They don't sell the Phatbox version of the adapter. I should clarify my previous post - I have a Phatbox in my car, with the Blitzsafe adapter and cable that PhatNoise shipped with it. That's my regular car setup. For an unrelated purpose, I was testing using a Keg in the car, but with the PhatNoise Blitzsafe adapter and cable.

As I said earlier, I think you can use a regular Blitzsafe if you make the 5/12 jumper change. But you still need the cable that connects the Phatbox/Keg to the Blitzsafe.


----------



## Terry Kennedy (Sep 21, 2002)

flashinthepan said:


> Does the keg work pretty well with the HK head unit now that you have had it hooked up for a while ??
> 
> I dont mind paying for the proper adapter etc... just wondering how you think it all works, once hooked up ??


I have the PhatBox in the car - see http://www.tmk.com/bmw and I like it.
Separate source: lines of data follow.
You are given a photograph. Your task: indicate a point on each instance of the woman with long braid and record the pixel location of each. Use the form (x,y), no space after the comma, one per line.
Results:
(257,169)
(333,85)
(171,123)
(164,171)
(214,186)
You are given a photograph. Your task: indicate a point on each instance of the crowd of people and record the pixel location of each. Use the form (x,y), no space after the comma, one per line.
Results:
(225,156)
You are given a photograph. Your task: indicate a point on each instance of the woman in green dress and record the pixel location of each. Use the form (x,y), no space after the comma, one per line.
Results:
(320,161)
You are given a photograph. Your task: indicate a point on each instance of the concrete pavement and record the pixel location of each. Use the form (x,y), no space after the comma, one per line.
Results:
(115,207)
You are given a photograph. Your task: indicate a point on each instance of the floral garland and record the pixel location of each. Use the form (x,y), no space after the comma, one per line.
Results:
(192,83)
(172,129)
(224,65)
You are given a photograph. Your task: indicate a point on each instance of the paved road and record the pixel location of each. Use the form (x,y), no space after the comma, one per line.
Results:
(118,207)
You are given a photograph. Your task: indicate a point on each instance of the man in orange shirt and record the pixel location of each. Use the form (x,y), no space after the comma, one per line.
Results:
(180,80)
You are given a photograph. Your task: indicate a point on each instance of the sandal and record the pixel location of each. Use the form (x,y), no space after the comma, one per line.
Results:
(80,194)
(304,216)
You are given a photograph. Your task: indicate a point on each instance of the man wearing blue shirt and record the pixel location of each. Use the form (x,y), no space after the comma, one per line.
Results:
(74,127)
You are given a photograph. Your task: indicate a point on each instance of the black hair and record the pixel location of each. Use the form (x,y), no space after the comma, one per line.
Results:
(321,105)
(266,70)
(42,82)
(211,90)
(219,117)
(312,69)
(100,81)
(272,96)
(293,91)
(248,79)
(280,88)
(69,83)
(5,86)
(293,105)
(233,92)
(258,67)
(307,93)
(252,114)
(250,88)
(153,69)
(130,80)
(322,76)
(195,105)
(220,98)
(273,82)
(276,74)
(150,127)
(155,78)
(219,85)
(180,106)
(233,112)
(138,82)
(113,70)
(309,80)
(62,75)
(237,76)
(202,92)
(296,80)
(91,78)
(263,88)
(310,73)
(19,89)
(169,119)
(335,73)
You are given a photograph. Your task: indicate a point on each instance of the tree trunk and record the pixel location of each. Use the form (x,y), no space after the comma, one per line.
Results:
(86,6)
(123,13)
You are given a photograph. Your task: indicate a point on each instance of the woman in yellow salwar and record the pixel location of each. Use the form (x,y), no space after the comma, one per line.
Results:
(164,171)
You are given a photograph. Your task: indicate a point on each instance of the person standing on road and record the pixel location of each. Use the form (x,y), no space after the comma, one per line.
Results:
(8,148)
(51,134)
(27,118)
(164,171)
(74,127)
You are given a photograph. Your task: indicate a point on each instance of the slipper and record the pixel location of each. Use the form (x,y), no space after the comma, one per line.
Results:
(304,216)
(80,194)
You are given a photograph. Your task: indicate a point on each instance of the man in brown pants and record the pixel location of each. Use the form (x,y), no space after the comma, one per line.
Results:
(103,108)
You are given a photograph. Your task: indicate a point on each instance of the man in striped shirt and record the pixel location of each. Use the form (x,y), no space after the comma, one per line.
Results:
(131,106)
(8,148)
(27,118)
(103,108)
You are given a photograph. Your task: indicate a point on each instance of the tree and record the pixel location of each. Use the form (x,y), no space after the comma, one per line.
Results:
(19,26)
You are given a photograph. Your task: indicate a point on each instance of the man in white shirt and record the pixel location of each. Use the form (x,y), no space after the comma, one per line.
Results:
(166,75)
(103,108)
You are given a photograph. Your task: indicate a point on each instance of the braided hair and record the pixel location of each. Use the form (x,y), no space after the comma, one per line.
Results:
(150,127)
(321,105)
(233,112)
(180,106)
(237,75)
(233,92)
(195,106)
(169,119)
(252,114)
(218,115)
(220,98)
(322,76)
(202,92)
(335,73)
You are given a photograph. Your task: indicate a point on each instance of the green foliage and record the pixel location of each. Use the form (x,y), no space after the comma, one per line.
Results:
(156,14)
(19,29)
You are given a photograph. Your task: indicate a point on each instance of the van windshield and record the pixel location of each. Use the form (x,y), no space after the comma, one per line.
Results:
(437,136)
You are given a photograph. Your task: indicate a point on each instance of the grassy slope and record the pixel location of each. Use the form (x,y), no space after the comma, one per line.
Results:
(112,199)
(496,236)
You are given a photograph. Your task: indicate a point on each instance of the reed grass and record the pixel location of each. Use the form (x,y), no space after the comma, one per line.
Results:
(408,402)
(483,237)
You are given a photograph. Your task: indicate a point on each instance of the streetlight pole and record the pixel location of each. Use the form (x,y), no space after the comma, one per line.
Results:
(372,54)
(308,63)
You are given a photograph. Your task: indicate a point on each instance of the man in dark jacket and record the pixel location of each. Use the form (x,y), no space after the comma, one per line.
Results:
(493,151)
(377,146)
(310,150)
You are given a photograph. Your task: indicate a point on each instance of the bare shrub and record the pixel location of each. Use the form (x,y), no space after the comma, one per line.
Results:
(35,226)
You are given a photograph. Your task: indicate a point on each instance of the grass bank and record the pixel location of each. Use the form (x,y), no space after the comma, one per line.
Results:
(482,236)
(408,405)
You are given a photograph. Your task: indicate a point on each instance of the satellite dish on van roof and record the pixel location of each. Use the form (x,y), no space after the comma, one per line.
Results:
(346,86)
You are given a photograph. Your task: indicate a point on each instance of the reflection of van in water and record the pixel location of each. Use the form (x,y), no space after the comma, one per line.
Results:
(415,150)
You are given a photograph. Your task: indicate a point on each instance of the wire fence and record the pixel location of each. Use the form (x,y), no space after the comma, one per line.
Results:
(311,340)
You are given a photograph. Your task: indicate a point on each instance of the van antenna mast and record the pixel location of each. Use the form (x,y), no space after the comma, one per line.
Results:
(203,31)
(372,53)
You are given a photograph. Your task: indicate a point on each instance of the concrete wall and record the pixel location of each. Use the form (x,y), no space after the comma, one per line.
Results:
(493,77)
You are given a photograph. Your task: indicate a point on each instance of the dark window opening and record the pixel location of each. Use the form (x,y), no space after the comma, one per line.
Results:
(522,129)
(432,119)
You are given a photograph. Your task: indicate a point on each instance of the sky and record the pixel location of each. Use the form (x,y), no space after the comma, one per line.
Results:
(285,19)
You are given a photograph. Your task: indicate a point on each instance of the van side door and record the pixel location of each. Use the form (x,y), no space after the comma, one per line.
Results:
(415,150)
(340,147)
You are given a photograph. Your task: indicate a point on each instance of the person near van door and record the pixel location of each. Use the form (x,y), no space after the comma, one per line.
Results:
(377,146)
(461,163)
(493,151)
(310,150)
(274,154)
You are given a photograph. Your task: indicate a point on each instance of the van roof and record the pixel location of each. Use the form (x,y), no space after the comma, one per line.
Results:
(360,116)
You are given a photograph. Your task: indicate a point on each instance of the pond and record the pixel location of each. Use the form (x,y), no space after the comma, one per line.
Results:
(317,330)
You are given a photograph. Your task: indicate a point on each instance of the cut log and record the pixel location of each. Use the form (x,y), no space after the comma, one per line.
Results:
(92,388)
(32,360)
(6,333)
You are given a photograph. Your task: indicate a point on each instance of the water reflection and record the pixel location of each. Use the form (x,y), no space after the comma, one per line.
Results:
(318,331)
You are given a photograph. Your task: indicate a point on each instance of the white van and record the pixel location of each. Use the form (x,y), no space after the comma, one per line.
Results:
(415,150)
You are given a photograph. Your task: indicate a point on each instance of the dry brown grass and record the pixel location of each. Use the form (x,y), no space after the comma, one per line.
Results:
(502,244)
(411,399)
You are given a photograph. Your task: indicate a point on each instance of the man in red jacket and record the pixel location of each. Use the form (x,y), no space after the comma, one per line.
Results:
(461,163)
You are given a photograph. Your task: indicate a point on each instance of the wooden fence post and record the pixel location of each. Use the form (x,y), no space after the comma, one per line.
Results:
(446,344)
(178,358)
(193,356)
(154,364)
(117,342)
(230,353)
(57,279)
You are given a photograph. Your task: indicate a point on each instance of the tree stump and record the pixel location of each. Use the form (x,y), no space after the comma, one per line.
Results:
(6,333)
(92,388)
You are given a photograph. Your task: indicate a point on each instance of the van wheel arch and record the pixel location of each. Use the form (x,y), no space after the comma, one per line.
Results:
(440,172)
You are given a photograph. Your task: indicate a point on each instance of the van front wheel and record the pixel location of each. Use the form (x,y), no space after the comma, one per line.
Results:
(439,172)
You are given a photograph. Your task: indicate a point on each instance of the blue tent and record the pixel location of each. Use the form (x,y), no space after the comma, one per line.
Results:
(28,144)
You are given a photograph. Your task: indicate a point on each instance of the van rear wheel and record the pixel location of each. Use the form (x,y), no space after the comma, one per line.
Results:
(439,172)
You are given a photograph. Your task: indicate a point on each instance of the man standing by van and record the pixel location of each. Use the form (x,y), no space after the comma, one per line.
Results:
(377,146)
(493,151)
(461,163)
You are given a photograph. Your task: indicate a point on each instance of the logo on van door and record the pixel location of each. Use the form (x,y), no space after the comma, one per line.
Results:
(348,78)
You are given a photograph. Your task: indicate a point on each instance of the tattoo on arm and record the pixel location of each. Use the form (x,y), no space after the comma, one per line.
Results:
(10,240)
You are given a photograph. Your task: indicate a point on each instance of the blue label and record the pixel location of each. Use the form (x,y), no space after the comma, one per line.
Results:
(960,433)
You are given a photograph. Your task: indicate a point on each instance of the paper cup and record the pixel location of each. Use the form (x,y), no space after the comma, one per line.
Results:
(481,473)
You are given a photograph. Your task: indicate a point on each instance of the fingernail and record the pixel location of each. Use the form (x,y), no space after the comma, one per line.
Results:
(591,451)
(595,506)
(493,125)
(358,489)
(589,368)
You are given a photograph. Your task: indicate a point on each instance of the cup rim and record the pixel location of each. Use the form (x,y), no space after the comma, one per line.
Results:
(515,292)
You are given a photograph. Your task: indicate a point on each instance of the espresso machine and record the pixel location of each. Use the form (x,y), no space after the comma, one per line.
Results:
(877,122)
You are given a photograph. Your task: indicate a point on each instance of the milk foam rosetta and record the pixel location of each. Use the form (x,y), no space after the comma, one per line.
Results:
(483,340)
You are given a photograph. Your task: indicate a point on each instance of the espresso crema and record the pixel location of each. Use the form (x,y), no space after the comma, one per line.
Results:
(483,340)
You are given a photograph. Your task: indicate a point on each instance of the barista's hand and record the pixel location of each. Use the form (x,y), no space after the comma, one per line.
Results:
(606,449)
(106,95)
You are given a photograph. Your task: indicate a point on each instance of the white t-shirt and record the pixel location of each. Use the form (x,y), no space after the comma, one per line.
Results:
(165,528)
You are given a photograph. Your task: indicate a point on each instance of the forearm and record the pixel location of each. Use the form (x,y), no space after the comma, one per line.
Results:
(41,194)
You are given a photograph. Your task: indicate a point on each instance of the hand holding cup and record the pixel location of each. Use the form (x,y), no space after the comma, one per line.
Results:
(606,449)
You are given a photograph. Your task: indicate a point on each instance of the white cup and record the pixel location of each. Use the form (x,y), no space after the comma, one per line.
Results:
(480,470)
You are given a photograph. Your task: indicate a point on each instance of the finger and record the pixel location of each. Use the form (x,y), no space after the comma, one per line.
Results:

I thought the voice interface and using the CD changer buttons might be a bit clunky, but I got used to it rapidly. I like it enough that I (and others) developed PhatVoice to provide speech announcements for song titles (the standard PhatBox only announces Artist / Album / Playlist / Genre) as well as supporting pronunciation hints for things the PhatBox can't pronounce. The PhatVoice URL above has a link to the speech for the 2000 or so CDs I have in the car PhatBox (spread across 3 60GB cartridges - about 800 CDs per cartridge).


----------



## flashinthepan (Jul 25, 2003)

Nice !!

Very nice !!! :thumbup:


----------



## siciliano (Oct 10, 2003)

Update on my project...

I decided to go with the Kenwood solution and hunt down a Kenwood KCA-RC170FM FM Modulator / Controller. HA! - easier said than done. I finally found one at Circuit City. It was the last one in the store and it was the demo model on the wall... in fact, it wasn't even out on the floor. They gave it to me for just about nothing and I had them install the M/K and RC170.

I had the controller run into the small compartment (with the flip door) just below the climate control. the controller is just as tall as the compartment is, so i can wedge it upright and it looks like it was installed! After tuning my radio to 88.3 FM, I was able to scan through the 15 virtual discs of music that I downloaded to the DMS cartridge. 

AWESOME! It sounds great and is a great addition to my new bimmer. It was cost effective as well... Music keg, FM modulator, installation = $400. PhatBox BMW-compatable player, installation = $1000.

ALSO - is anyone is interested, Best Buy is selling the Music Keg for $499, and Circuit City is selling it for $249. Now, after the price match + 10% program, I have $300 back to spend on a subwoofer!

Can anyone recommend a great subwoofer for the E46 4-door?

Tony


----------